The Tallinn Manual is the first wide-ranging effort of its nature. Though non-binding, it has become a key document for legal scholars and government officials. Tallinn 2.0, which is expected to arrive in the latter half of 2016, will reflect input and feedback from an even broader range of sources, including governments and external academics.
A group of national governmental experts working under United Nations auspices is also exploring cyberspace norms and principles, as well as confidence- and capacity-building measures. Among other things, the group’s latest report addresses the protection of critical infrastructure against “malicious” information and communication technology (ICT) threats. Noting that timely assistance has not always been forthcoming, it recommends that states respond to appropriate requests by others whose critical infrastructure is threatened.
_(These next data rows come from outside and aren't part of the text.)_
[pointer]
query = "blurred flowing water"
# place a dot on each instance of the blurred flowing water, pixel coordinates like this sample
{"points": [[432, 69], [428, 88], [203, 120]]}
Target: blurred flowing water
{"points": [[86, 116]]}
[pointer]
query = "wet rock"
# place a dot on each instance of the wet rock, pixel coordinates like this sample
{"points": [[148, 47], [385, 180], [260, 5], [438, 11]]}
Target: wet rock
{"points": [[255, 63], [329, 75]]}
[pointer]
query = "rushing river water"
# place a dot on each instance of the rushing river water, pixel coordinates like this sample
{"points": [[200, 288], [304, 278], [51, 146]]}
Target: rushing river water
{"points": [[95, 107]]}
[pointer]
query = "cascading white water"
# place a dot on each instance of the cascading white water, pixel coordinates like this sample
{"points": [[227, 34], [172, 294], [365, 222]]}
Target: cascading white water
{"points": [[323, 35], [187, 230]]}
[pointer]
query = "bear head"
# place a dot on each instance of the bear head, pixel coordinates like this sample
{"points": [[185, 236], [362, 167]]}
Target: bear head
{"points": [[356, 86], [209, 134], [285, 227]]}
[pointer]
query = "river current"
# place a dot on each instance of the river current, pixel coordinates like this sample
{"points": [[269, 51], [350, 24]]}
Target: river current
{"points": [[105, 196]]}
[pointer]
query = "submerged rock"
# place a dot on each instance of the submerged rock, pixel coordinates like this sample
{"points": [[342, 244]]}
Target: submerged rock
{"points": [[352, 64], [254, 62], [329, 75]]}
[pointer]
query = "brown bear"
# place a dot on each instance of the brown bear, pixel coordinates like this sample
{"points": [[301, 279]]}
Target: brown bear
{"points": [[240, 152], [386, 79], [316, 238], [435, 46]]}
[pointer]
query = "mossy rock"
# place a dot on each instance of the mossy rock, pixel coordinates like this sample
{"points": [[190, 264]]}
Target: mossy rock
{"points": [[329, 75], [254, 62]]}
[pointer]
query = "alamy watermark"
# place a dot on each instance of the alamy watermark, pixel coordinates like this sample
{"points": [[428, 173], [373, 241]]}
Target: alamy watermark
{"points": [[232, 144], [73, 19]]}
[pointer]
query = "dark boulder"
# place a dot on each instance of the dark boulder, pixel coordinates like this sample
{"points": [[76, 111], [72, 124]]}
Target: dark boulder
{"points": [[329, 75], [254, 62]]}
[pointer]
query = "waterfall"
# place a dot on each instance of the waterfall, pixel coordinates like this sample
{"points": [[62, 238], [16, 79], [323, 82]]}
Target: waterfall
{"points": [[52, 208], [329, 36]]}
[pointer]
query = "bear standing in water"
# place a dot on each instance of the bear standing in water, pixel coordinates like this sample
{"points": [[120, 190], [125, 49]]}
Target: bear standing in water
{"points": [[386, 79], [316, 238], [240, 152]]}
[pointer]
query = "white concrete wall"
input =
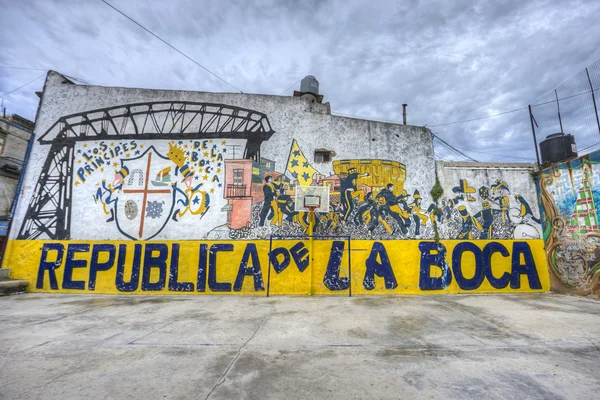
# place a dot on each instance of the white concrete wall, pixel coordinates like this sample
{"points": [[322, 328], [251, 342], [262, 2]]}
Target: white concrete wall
{"points": [[518, 180], [291, 118]]}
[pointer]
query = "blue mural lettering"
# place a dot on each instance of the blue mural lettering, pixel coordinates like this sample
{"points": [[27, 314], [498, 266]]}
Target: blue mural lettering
{"points": [[253, 270], [71, 263], [433, 254], [457, 255], [488, 252], [212, 268], [332, 278], [201, 278], [96, 265], [528, 268], [300, 255], [134, 281], [279, 266], [174, 284], [155, 261], [381, 268]]}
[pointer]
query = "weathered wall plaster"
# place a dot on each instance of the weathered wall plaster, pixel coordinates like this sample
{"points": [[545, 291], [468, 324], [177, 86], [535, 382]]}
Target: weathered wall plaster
{"points": [[198, 172], [569, 195]]}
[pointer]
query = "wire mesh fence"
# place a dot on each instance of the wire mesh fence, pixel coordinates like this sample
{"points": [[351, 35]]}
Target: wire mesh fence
{"points": [[571, 108]]}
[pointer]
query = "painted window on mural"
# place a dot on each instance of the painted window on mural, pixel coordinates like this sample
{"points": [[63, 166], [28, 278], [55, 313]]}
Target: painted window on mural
{"points": [[322, 156]]}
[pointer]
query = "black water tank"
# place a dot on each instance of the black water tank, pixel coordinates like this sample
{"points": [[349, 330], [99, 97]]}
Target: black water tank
{"points": [[558, 147]]}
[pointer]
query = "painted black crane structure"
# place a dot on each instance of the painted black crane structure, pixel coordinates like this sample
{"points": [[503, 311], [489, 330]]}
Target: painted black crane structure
{"points": [[49, 212]]}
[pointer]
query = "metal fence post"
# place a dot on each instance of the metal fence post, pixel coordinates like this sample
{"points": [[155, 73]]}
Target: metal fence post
{"points": [[537, 153], [593, 99]]}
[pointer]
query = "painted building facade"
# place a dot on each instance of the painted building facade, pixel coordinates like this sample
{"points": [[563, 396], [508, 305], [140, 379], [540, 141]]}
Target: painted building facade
{"points": [[569, 194], [136, 190]]}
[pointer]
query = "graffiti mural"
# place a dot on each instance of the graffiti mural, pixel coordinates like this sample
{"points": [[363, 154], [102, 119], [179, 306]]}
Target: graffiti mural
{"points": [[101, 153], [169, 170], [569, 194], [492, 211], [367, 200]]}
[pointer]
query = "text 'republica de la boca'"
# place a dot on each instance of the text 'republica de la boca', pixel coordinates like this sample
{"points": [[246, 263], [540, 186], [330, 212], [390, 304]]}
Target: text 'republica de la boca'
{"points": [[242, 267]]}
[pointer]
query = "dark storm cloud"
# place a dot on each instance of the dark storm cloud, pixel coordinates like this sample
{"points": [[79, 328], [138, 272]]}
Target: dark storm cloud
{"points": [[449, 60]]}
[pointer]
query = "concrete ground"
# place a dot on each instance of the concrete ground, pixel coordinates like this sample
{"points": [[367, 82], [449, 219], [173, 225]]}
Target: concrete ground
{"points": [[433, 347]]}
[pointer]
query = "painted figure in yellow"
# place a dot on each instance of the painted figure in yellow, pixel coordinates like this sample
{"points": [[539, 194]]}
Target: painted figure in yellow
{"points": [[525, 210], [464, 189], [285, 207], [391, 204], [376, 213], [177, 155], [348, 187], [501, 193], [468, 222], [419, 217], [269, 208], [330, 220]]}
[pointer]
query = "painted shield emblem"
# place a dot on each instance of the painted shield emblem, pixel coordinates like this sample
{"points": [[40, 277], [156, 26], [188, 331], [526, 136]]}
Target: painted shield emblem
{"points": [[145, 204]]}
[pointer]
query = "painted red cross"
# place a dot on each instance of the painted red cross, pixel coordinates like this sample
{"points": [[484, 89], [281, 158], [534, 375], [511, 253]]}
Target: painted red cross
{"points": [[145, 191]]}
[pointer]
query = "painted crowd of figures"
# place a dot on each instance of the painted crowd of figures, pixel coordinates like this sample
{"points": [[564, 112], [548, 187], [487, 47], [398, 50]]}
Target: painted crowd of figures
{"points": [[403, 215]]}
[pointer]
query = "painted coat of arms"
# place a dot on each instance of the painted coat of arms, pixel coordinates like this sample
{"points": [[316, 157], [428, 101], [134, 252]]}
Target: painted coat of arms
{"points": [[149, 188]]}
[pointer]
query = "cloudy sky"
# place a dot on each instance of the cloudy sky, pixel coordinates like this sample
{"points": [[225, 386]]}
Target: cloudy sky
{"points": [[449, 60]]}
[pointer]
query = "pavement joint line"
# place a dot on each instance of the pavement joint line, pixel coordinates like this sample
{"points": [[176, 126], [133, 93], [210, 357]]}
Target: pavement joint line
{"points": [[150, 333], [222, 378]]}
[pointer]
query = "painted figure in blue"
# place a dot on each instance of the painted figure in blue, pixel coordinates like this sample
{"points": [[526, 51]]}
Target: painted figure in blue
{"points": [[348, 188], [525, 210], [361, 213], [419, 217], [468, 222], [270, 190], [286, 207], [486, 214], [501, 192]]}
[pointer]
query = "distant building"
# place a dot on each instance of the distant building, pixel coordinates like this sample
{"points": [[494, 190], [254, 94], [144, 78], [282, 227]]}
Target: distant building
{"points": [[15, 133]]}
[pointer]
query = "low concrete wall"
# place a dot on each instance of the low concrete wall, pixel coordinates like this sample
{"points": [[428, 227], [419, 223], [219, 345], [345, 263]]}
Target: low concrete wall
{"points": [[487, 201], [139, 190]]}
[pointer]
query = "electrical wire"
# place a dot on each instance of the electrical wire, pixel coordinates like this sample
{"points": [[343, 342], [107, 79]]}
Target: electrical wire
{"points": [[170, 45], [22, 86], [30, 69], [451, 147], [492, 154]]}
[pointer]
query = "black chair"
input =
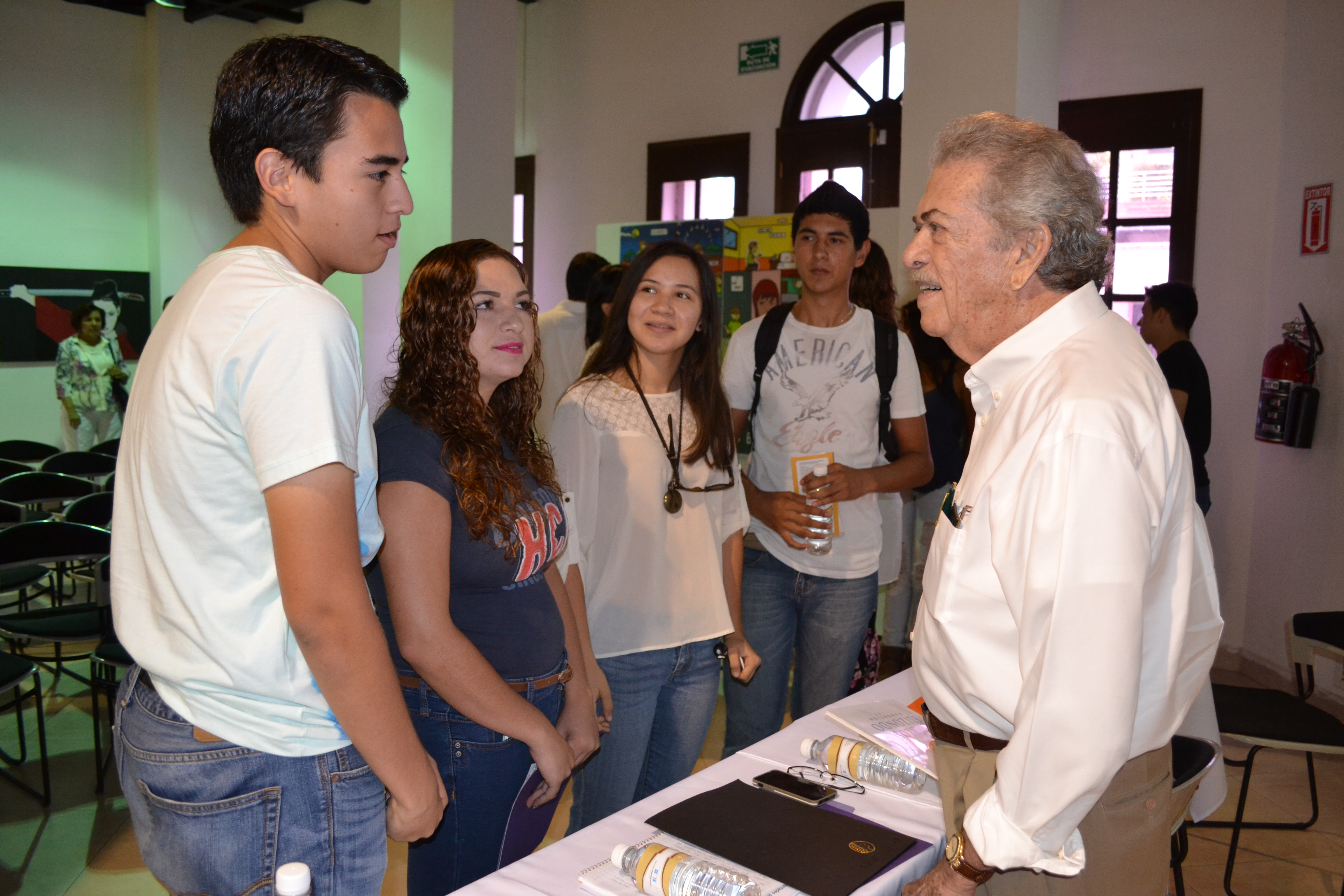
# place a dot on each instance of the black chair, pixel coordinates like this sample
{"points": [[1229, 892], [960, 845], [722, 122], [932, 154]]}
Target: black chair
{"points": [[92, 510], [52, 542], [1269, 718], [10, 468], [1191, 761], [26, 452], [88, 464], [14, 673]]}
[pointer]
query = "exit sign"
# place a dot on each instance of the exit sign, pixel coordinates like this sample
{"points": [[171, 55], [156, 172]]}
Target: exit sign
{"points": [[759, 56]]}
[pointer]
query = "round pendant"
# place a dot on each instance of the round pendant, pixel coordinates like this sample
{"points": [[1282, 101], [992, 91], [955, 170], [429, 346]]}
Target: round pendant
{"points": [[673, 500]]}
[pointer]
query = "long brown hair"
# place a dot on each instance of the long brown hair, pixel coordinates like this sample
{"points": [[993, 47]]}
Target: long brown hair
{"points": [[701, 382], [437, 386]]}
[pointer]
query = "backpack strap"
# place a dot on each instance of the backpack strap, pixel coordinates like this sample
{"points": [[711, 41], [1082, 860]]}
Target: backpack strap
{"points": [[766, 343], [886, 340]]}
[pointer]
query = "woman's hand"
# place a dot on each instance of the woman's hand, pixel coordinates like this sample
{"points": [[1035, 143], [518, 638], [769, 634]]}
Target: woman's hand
{"points": [[554, 760], [577, 723], [601, 691], [742, 660]]}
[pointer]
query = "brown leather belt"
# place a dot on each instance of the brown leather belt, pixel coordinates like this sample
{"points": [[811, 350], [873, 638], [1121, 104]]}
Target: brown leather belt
{"points": [[560, 678], [953, 735]]}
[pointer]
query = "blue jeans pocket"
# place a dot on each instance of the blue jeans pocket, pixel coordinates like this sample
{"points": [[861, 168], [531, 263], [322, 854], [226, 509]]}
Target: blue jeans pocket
{"points": [[238, 835]]}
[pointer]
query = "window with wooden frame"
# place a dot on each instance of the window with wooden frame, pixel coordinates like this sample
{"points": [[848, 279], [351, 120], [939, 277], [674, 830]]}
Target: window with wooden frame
{"points": [[842, 116], [525, 210], [701, 178], [1146, 152]]}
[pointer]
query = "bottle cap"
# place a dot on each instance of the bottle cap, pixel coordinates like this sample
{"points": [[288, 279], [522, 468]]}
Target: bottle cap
{"points": [[293, 879]]}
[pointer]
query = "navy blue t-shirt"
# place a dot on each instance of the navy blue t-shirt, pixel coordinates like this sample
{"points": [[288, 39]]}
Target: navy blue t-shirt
{"points": [[502, 604]]}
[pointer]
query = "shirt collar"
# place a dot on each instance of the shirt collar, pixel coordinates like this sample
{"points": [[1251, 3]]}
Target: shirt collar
{"points": [[990, 378]]}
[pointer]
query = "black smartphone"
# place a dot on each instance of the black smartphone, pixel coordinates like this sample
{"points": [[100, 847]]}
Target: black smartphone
{"points": [[787, 785]]}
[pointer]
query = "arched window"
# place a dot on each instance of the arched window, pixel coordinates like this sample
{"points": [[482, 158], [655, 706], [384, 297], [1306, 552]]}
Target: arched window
{"points": [[842, 116]]}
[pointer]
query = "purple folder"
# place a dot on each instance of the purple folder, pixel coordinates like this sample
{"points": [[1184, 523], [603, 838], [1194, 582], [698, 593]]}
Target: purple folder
{"points": [[526, 828]]}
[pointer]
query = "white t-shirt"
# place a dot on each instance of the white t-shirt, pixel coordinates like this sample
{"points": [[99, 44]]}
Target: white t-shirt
{"points": [[819, 396], [640, 590], [561, 334], [251, 378]]}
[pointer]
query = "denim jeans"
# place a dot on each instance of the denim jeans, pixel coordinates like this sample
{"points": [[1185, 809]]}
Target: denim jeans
{"points": [[663, 702], [220, 819], [826, 620], [483, 771]]}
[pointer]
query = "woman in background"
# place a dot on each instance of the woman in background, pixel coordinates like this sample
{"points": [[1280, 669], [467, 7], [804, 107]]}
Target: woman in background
{"points": [[474, 609], [644, 445], [88, 366]]}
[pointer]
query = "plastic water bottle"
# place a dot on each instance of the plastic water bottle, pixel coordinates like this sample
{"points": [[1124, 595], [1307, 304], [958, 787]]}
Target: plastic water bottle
{"points": [[293, 879], [865, 762], [654, 864], [820, 523]]}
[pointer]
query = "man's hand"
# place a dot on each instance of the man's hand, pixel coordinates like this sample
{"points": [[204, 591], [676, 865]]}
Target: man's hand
{"points": [[742, 660], [841, 484], [419, 817], [577, 724]]}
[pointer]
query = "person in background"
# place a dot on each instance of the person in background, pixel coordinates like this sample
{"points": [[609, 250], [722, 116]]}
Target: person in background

The UN group’s report also calls for a baseline criterion for justifiably and publicly characterizing cyber activity as state-sponsored: “the indication that an ICT activity was launched or otherwise originates from a State’s territory…may be insufficient.” As one commentator observes, the report contains some small but genuinely important steps.
Cybersecurity provisions were also contained in the Trans-Pacific Partnership (TPP) trade deal recently agreed between 12 Pacific Rim countries. Its authors claim these are the first-ever commitments made in a free trade agreement for cooperation on responding to cyber threats. Specifically, the TPP encourages “cooperation on policies regarding personal information protection, online consumer protection, cybersecurity threats and cybersecurity capacity.”
Nonetheless, TPP critics contend that the pact, which encourages “the free flow of data between borders,” may hinder privacy, and thus be counterproductive. The manner in which the TPP was negotiated is also a concern, with many arguing that key stakeholders did not have a seat at the table.
As with agreements of any nature, the challenge of effectively implementing international cyber regimes will be more difficult if attempts are made to introduce legally binding clauses, rather than to merely encourage cooperation or compliance. Reconciling the often divergent views of states by other means may also be impracticable at particular moments or in certain circumstances. The development of norms is therefore proceeding in incremental fashion, even if the associated challenges are manifold and complex. Still, there does seem to be a growing desire for at least a roadmap, with basic signposts established in important quarters. The question is, can its development keep pace with that of new threats to cybersecurity?
Sharon L. Cardash is Associate Director of the George Washington University Center for Cyber and Homeland Security, Washington, DC.